Hi Angie[] I dug up the same bottle a couple of months ago here in Maine. It came out of a 1920s era dump site. What I like about the bottle is the faint swirls in the glass that almost gives it a marble-ized appearance.  Mine has a patent # on the base - 481953, I believe there's a list somewhere around my house that reveals the approximate age of an item based upon it's patent #. I'll post it when I can find it, I've started packing things away due to an up-coming move[&:]


----------



## ksdigger (Dec 10, 2004)

I thought the same thing about that swirl in the glass.  Thanks for the clearer pictures as well... I have a great proffessional camera, but keep sending my husband off with the film... he forgets to put them on disk for me. (and I hate digital cameras... bad experience.. dont ask)
 Mine only has one thread on the lip.  It looks alot smaller.  

 The patent number on this one is 481953

 Angie


----------



## billyray420 (Feb 5, 2007)

I am selling a bottle on ebay right now, not sure if it had milkweed cream in it or not, please let me know if you know anything about this bottle so that I can put it in the description.  I dug the bottle out of an old pioneer dump in ontario.

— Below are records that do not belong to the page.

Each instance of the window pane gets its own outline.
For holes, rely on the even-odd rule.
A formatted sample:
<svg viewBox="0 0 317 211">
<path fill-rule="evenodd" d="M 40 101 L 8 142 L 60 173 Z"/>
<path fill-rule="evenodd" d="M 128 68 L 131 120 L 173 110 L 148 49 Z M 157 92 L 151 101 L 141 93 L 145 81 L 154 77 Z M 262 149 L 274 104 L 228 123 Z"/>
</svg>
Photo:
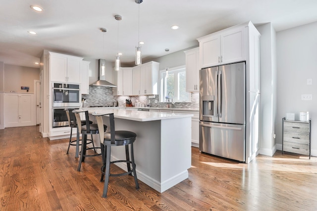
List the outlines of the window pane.
<svg viewBox="0 0 317 211">
<path fill-rule="evenodd" d="M 178 73 L 178 100 L 180 101 L 186 101 L 188 96 L 186 92 L 186 72 L 181 72 Z"/>
<path fill-rule="evenodd" d="M 168 74 L 168 77 L 166 79 L 166 95 L 168 95 L 170 91 L 173 94 L 175 93 L 175 74 L 174 73 Z"/>
</svg>

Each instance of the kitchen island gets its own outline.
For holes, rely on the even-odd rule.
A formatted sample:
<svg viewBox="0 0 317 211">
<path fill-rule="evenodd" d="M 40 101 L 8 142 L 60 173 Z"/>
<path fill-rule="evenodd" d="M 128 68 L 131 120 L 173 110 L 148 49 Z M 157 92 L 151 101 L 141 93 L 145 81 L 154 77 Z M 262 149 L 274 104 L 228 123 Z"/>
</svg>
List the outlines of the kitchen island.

 FREDERICK F. INGRAM & CO. SMALL OLD ANTIQUE CORK BOTTLE
 Item number: 130076769962 
https://i159.photobucket.com/albums/t158/billyray420/INGRAM.jpg


----------



## conde (Apr 12, 2007)

I found one of these Ingram's Milk Weed bottles in Detroit.  It has a patent number of 481953 on the base.  I looked up this number on a U.S. patent website and it indicated that Frederick Ingram patented this bottle on Sept. 6, 1892.


----------